Whether you lent a friend some money, bought something with your credit card for them because you had a better credit rating or took out a loan for them, if they’re not paying you back it sucks. Research shows that nearly a third of people have fallen out with a friend or family member over an unpaid debt, but before you take legal action, you need to consider two things if you are likely to win your case and if your friend has the money.
You need to decide if it’s a sensible thing to take legal action and how you would do it. Can you prove that you are owed the money because to win a case, you need to have some evidence that your friend owes you money. It doesn’t have to be a written legal contract, with witnesses, etc. as suing someone for money is a civil case and the judge will decide who wins “on the balance of probabilities,“ looking at whose story seems most likely. A spoken agreement is a valid legal contract. However, there still needs to be something you can show. If you gave your friend cash and no-one saw you do it, then it’s going to be a bit tricky.
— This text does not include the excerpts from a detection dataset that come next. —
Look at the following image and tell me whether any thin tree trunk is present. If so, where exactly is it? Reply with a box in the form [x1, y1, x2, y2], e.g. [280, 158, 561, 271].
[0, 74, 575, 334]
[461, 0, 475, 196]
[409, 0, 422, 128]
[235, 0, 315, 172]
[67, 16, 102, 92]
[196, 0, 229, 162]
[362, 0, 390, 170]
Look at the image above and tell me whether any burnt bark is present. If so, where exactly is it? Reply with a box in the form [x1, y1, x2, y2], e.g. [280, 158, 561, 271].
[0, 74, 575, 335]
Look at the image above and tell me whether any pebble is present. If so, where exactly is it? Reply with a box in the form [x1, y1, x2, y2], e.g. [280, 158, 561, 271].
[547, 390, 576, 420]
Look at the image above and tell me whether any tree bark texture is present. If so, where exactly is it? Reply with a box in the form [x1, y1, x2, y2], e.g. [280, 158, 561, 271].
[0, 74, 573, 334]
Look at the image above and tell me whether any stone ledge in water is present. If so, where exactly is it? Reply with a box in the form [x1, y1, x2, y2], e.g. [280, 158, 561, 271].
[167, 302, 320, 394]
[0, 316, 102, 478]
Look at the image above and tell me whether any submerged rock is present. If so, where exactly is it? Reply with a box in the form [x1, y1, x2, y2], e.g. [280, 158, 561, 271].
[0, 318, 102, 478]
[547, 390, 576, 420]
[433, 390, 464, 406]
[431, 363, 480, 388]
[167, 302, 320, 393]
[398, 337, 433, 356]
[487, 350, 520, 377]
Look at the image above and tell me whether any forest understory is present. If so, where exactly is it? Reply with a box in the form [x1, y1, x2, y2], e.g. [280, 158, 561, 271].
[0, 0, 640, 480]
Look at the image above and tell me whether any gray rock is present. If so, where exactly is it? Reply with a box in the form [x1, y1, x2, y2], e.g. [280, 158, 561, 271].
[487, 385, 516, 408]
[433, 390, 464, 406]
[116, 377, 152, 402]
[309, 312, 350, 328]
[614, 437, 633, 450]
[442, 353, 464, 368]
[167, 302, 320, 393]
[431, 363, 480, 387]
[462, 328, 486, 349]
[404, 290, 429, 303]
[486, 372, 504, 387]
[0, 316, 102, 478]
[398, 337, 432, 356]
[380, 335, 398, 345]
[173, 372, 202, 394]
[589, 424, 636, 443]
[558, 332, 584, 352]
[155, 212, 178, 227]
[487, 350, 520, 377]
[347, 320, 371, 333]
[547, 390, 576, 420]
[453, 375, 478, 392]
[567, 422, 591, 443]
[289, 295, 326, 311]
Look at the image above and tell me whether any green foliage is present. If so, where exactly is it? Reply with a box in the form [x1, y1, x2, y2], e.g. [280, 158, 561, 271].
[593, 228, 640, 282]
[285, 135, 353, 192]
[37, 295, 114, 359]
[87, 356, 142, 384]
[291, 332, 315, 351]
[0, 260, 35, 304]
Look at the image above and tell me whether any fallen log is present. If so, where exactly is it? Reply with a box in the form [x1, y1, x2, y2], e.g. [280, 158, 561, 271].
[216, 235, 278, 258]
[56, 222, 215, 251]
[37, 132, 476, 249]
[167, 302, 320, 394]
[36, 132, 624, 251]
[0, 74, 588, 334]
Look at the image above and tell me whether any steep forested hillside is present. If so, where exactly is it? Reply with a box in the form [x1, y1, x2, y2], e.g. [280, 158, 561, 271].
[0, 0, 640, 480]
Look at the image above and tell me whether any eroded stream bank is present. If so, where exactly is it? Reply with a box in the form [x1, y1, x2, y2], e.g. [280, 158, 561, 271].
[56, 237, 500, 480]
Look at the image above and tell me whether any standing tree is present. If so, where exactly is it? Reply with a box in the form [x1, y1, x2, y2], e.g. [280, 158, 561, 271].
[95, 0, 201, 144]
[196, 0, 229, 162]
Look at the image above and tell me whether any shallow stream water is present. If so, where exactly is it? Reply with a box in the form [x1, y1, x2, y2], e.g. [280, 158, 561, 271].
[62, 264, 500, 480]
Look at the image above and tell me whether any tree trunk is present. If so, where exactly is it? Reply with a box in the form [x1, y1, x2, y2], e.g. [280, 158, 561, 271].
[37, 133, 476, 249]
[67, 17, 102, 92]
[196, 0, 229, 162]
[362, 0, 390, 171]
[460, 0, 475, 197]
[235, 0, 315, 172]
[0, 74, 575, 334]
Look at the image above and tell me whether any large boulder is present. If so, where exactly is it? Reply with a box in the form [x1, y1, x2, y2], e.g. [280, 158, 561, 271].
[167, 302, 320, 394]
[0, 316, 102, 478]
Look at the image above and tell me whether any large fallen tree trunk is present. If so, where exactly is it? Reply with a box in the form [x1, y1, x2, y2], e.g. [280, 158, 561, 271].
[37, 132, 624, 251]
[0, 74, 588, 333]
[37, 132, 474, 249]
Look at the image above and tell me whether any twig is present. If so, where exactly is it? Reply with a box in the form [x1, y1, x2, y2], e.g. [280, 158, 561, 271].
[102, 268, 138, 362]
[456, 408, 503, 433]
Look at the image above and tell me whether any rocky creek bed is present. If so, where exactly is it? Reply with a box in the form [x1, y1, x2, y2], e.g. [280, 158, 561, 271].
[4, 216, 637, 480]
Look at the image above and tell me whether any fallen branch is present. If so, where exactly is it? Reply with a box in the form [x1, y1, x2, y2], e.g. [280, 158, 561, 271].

Was it a loan or a gift? Your friend might say that it was a present, but does it seem plausible? People don’t usually give friends furniture or a car as a gift, but partners, however, do give each other gifts, and sometimes expensive ones. Parents may even give a child a deposit for a house. If a gift seems plausible, again the critical facts in a court deciding between a loan and a gift are likely to be whether there is any written evidence that the money was due to be repaid and whether any repayments have been made.
Can your friend afford to pay you back? If your friend has no money or assets, there is very little point in taking them to court. While you might win the case, it still doesn’t mean they have the money to give you, or they could end up giving you a minimal amount per month. There are ways that you can “enforce the court judgment” and get the money that you are owed, but these will all cost you money and may well not work.
When it comes to a relationship with a friend, mediation can be an excellent way to go. Mediation is when an impartial person – trained in dealing with difficult discussions between two opposing sides – acts like a referee in a dispute. Mediation can cost money, but it is cheaper than hiring a solicitor and taking court action. The price will be based on how much is owed, and you can have a look online to find out more information, someone like Judge Diane Ritchie specializes in this sort of thing, there is plenty of information on her website.
Get legal advice before doing this if you’re unsure about anything as different circumstances mean different options.